Razor's Edge

by wocket



Category: Real Person Fiction
Genre: Angst, Death, F/M, Grief/Mourning, Loss, M/M
Language: English
Status: Completed
Published: 2020-04-23
Updated: 2020-04-23
Packaged: 2021-03-01 20:20:45
Rating: Teen And Up Audiences
Warnings: Creator Chose Not To Use Archive Warnings
Chapters: 1
Words: 1,030
Publisher: archiveofourown.org
Story URL: https://archiveofourown.org/works/23793007
Author URL: https://archiveofourown.org/users/wocket/pseuds/wocket
Summary: Next April will be easier, Mike tells himself every year. It never is.
Relationships: Mike Fortier/Lori Fortier, Tim McVeigh/Mike Fortier
Kudos: 1





	Razor's Edge

**Author's Note:**

> Well, this is depressing.

The month of April can be unpredictable.

Lori is glued to the TV screen, volume turned up loud enough that it draws Mike’s attention. She doesn’t look up when Mike walks into the kitchen for a beer.

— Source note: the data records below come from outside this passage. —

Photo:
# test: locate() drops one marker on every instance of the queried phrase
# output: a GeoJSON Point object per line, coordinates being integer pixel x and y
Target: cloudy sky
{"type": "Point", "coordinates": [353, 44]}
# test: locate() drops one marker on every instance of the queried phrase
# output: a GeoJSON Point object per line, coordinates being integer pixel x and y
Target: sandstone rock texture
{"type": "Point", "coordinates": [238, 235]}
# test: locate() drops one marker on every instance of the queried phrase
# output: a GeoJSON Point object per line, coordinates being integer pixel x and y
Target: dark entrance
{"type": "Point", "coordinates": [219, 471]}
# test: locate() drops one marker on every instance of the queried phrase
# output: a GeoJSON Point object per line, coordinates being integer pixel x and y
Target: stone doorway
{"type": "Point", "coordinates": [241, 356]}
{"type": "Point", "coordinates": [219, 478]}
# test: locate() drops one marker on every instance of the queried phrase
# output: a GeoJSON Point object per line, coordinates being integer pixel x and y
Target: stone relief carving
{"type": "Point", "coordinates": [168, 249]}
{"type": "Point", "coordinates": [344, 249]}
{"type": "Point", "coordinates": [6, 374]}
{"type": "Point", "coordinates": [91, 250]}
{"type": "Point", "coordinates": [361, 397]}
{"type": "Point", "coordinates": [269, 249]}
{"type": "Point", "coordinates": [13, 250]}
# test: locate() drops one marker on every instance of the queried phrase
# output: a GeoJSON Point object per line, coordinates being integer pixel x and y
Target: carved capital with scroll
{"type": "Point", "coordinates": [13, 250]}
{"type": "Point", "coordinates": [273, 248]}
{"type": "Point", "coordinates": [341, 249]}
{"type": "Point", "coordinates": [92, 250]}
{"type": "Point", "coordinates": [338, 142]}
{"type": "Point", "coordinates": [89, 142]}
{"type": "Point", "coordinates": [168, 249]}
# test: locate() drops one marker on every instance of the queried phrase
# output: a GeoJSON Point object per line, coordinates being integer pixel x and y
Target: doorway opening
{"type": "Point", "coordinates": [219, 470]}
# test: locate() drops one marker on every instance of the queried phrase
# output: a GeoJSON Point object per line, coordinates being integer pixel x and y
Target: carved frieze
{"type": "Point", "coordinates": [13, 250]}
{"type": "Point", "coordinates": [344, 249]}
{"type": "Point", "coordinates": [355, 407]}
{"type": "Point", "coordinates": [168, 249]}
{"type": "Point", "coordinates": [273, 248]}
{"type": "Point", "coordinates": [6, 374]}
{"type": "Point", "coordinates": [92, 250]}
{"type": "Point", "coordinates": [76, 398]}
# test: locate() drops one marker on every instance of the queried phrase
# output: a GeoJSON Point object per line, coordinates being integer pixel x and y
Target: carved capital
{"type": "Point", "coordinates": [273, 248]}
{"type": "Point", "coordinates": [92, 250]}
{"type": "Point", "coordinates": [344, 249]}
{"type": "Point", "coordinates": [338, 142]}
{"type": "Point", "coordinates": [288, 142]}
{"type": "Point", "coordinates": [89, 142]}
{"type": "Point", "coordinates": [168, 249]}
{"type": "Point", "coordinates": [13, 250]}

Mike’s not really paying attention and listening inattentively for a moment until it hits him what she’s watching. It’s some news segment about the bombing in Oklahoma City, inspired by the recent anniversary no doubt, and he is faced with the sudden flash of Tim McVeigh’s photo, an unexpected reminder of another lifetime on an otherwise calm Thursday evening. April is his least favorite time of year.

Mike forgets the beer immediately.

“Turn it off,” Mike says from somewhere behind Lori, trying to keep his voice as gentle and calm as it usually is, wanting to keep his tone even. “ _Turn it off_ ,” Mike repeats, louder this time, despite not meaning to raise his voice. It’s not a request - it’s a demand. 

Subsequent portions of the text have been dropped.